Dutch Volleyball Association
- Sport: Volleyball Beach volleyball
- Jurisdiction: Netherlands
- Abbreviation: NeVoBo
- Founded: 1947
- Affiliation: FIVB
- Affiliation date: 1947
- Headquarters: Nieuwegein
- Location: Netherlands

Official website
- volleybal.nl
- Netherlands

= Nederlandse Volleybalbond =

Governing body of volleyball in the Netherlands

The Dutch Volleyball Association or in (Dutch : Nederlandse Volleybalbond, NeVoBo) is an organisation founded in 1947 to govern the practice of volleyball in the Netherlands.
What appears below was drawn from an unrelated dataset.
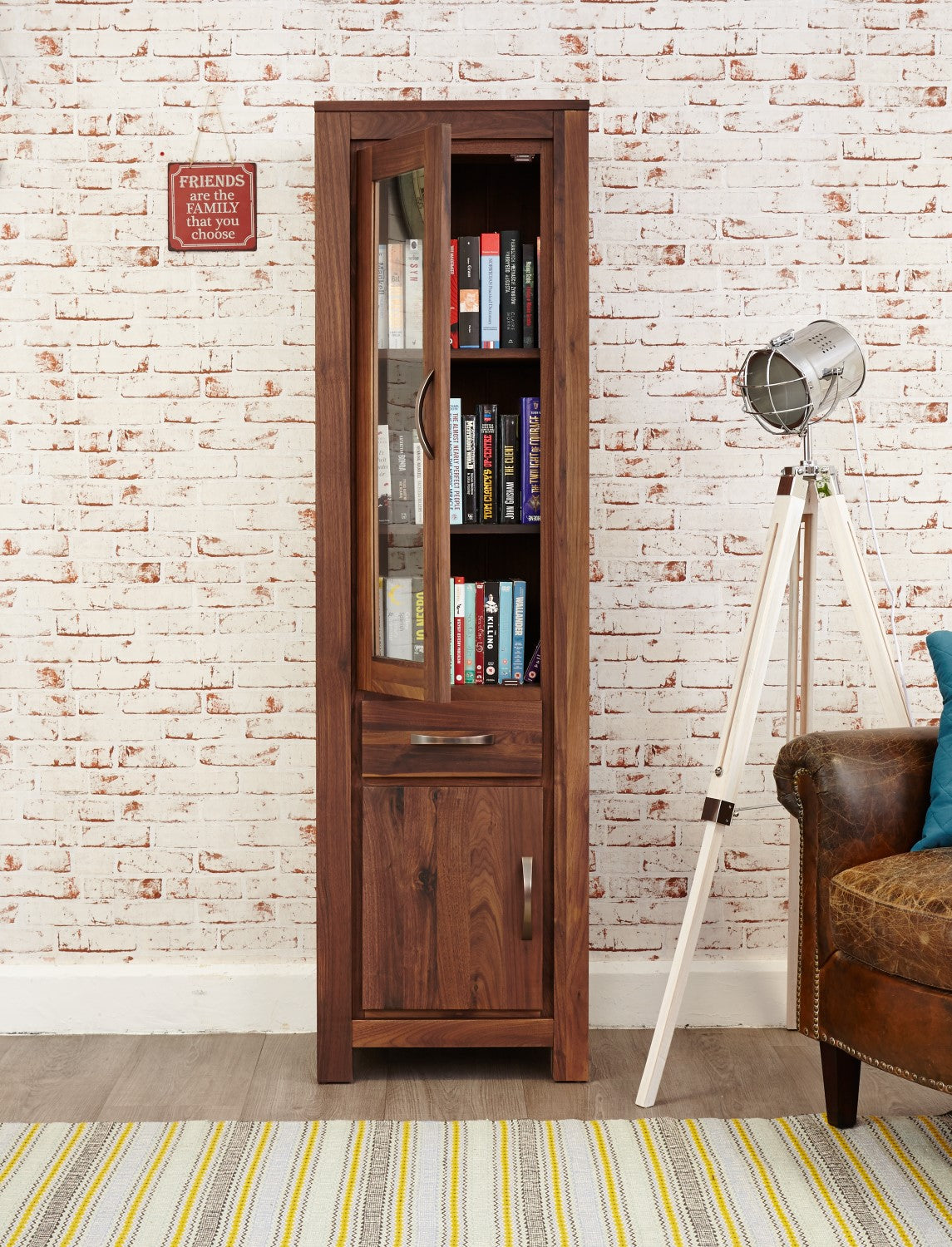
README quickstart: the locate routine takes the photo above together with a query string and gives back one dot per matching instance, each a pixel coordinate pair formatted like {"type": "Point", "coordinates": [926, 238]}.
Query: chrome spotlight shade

It organises the men's and women's championships, and places the men's and women's national team under its aegis. The NeVoBo joined the FIVB in 1947.

== NeVoBo members ==
This table shows the evolution of the number of members and associations through the years:

| Year | Membership | Associations |
|---|---|---|
| 2019 | 112.183 | 981 |
| 2018 | 115.568 | 1.008 |
| 2017 | 117.783 | 1.020 |
| 2016 | 117.053 | 1.047 |
| 2015 | 116.820 | 1.064 |
| 2014 | 118.295 | 1.076 |
| 2013 | 116.354 | 1.105 |
| 2012 | 116.539 | 1.119 |
| 2011 | 120.186 | 1.141 |
| 2010 | 125.785 | 1.166 |
| 2009 | 125.195 | 1.195 |
| 2008 | 127.047 | 1.232 |
| 2007 | 127.308 | 1.247 |
| 2006 | 128.089 | 1.287 |
| 2005 | 128.693 | 1.310 |
| 2004 | 128.202 | 1.406 |
| 2003 | 126.735 | 1.405 |
| 2002 | 127.054 | 1.463 |
| 2001 |  | 1.534 |
| 1999 | 140.549 | 1.507 |
| 1996 | 151.332 | 1.586 |
| 1993 | 155.292 |  |
| 1990 | 164.057 |  |
| 1987 | 160.926 |  |
| 1984 | 160.117 |  |
| 1981 | 148.988 |  |
| 1978 | 112.000 |  |

== Region divisions ==
The NeVoBo is traditionally divided into several regions. There are currently four regions, however in the past there were more than ten.

The current regions are:
- NeVoBo region North
- NeVoBo region East
- NeVoBo region West
- NeVoBo region South

==Controversy==
===Selection of convicted child rapist===
In 2024, the Dutch Volleyball Federation nominated beach volleyball player Steven van de Velde for its 2024 Olympics team, setting aside the fact that he is a convicted child rapist and has been placed on the sex offender registry in the United Kingdom for life since 2016. The Committee stood by their nomination despite his criminal record for sex crimes and even after the outcry from the British and American public, asserting that van de Velde has "served his sentence".